The Boer goat is a South African meat goat breed becoming more and more popular in America. Sometimes the Boer is called the Afrikaans or South African common goat. The breed, no matter what its called, only arrived in American in 1993, but there are already 30,000 breeders, according to the American Boer Goat Association (AGBA.) AGBA estimates that 45,000 Boer goats are born every year just in America.
Goat meat is becoming more in demand as an alternate red meat source to beef. Goats can survive on less land and food than a cow. Boer goats also seem to be more tolerant of hot, dry weather than cattle. Does go into their first season when they are only five months old and can become pregnant three times a year, delivering multiple kids. Bucks can be bred as early as six months of age if they are not headed for the abattoir.

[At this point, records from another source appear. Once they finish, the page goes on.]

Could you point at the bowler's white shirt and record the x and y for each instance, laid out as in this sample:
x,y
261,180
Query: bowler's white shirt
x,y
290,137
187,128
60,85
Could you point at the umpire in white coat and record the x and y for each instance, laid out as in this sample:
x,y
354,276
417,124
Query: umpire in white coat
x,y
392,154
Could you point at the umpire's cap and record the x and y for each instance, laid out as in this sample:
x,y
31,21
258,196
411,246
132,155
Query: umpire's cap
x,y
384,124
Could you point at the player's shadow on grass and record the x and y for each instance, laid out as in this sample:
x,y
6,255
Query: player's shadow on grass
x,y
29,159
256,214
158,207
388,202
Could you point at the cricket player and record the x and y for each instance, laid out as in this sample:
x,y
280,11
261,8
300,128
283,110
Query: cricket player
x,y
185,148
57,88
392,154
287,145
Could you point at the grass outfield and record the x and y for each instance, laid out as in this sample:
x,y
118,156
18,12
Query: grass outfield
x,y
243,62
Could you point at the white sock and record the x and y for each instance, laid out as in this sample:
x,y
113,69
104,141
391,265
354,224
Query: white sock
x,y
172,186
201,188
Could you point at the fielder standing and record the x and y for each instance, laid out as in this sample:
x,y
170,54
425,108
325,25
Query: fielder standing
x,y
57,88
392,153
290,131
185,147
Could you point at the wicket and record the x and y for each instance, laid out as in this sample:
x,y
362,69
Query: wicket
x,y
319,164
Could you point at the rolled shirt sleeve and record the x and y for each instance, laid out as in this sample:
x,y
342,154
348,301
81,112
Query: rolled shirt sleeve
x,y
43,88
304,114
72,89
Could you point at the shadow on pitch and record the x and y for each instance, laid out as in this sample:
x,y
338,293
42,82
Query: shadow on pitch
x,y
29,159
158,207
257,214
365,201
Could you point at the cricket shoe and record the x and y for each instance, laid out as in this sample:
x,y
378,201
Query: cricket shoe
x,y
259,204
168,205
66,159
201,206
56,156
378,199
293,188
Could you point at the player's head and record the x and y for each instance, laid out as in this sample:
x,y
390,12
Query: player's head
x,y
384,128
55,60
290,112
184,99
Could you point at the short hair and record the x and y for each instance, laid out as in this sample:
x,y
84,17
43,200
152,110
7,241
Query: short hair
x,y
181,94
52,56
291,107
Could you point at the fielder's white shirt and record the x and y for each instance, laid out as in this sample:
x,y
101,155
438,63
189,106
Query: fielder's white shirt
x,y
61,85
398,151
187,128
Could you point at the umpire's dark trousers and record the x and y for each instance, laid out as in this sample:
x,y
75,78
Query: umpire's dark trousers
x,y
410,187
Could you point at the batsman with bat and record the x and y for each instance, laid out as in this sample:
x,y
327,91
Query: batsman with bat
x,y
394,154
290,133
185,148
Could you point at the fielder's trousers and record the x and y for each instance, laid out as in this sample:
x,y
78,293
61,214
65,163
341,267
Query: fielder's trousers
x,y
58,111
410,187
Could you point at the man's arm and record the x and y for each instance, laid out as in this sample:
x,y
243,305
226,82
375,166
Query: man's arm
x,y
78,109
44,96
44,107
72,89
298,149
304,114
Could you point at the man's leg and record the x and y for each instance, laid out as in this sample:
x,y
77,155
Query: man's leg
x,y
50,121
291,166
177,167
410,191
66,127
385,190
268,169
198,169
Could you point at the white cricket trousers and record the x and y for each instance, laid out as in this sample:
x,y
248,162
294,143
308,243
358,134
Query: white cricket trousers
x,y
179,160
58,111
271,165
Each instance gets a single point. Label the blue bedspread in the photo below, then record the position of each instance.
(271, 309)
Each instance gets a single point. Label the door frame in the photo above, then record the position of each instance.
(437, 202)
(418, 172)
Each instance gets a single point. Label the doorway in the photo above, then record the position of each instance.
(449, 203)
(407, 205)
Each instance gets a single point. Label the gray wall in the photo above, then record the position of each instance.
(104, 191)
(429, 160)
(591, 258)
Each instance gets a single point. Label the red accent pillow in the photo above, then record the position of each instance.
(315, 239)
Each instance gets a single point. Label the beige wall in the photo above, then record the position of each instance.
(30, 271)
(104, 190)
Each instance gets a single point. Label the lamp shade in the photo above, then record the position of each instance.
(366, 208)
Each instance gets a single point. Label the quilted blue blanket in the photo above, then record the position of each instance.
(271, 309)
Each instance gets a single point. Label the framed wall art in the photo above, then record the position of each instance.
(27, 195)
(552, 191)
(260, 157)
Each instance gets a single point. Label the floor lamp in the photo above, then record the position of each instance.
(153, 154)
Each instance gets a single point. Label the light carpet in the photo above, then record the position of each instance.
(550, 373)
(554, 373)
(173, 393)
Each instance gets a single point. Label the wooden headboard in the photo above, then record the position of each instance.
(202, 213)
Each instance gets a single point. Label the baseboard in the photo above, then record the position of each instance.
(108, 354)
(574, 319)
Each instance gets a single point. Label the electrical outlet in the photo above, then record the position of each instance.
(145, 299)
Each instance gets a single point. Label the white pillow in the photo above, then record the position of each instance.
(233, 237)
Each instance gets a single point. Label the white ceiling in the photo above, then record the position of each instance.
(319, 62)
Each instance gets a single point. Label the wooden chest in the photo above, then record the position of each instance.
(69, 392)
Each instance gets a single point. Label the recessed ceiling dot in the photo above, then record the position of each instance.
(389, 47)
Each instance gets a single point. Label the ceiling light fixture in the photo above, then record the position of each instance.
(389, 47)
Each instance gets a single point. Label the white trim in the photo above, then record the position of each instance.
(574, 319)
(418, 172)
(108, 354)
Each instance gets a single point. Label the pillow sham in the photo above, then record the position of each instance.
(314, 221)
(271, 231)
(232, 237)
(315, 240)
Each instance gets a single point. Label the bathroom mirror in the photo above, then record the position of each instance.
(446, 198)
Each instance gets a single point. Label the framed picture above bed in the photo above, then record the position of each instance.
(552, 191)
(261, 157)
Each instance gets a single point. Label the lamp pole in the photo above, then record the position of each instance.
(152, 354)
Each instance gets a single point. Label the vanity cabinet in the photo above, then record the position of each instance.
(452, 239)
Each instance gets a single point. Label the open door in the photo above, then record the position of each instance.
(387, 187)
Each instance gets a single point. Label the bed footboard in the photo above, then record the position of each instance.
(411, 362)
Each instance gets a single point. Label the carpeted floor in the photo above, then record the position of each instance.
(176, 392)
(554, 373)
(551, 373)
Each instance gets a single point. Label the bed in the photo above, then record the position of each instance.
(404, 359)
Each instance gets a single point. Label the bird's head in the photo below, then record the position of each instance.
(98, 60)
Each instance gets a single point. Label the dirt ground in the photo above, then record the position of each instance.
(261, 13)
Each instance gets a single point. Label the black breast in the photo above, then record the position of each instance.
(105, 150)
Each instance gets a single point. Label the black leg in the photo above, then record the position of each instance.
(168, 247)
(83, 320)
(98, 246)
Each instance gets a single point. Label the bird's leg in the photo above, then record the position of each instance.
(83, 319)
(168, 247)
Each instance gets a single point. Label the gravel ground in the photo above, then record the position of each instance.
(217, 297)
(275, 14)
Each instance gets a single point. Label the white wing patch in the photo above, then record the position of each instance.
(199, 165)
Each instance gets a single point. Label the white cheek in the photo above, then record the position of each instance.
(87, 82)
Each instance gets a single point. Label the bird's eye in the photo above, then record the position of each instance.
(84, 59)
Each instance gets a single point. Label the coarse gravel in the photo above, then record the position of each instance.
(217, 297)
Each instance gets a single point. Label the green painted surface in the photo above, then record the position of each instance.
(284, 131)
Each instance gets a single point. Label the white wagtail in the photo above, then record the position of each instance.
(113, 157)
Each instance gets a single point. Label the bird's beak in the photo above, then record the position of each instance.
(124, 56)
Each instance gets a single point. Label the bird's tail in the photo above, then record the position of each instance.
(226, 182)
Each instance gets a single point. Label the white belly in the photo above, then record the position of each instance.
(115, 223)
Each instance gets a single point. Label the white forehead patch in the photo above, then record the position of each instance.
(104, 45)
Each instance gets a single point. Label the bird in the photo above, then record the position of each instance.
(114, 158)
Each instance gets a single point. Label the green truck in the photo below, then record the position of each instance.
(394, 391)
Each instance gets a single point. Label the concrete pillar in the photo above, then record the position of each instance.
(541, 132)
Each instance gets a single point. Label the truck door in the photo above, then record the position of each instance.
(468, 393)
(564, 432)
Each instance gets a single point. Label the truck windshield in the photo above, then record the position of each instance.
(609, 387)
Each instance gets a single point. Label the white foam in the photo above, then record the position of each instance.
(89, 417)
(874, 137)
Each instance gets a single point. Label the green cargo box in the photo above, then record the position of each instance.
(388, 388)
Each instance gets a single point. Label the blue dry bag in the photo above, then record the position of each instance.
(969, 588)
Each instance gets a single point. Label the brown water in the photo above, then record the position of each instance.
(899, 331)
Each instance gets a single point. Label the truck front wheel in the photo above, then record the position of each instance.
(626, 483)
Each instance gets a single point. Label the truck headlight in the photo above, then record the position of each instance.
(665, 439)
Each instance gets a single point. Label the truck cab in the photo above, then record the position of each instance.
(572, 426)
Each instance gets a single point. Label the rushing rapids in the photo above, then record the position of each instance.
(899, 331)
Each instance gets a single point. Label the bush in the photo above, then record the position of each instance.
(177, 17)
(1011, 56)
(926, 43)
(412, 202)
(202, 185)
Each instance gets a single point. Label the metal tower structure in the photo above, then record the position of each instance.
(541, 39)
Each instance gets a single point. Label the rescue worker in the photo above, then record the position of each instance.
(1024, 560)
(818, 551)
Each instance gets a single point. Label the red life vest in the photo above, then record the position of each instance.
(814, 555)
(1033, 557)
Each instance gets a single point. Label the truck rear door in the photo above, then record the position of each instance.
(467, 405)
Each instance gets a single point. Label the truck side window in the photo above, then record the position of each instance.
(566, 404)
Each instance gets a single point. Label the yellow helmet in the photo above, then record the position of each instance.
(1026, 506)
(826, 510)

Boer is an Afrikaans word meaning “farmer”. It is unknown exactly what goat breeds went into the mix to create the Boer goat. It was most likely local goats from South African tribes crossed with any available European goat. But the results appeared about 1900 with a handsome, docile, highly fertile and rapidly maturing meat animal. The Boer is first recorded to have appeared in Easter Cape Province and rapidly spread throughout the country.
The goat breed was so popular that in 1959 South Africa began a registry for it in order to be sure the goat kept up the desired qualities of meat production, high fertility and disease resistance. By 1970, it was the only goat breed in South Africa to have standardized tests for breeding bucks to pass.
Even people completely unfamiliar with goats will find the Boer to be a very handsome goat. The body is white while the head and sometimes the neck is a red similar to the color seen in chestnut horses. The legs are short and are not as knock-kneed as many other goat breeds. The spine is level and the tail is short and held high.
The goat’s head is another outstanding feature. Predominately red, it can have a blaze, small dot or other white markings. The ears hand down in a shape similar to a Basset hound’s. Both bucks and does grow horns that sweep back. Due to the construction of the Boer’s muzzle, the goat appears to be softly smiling.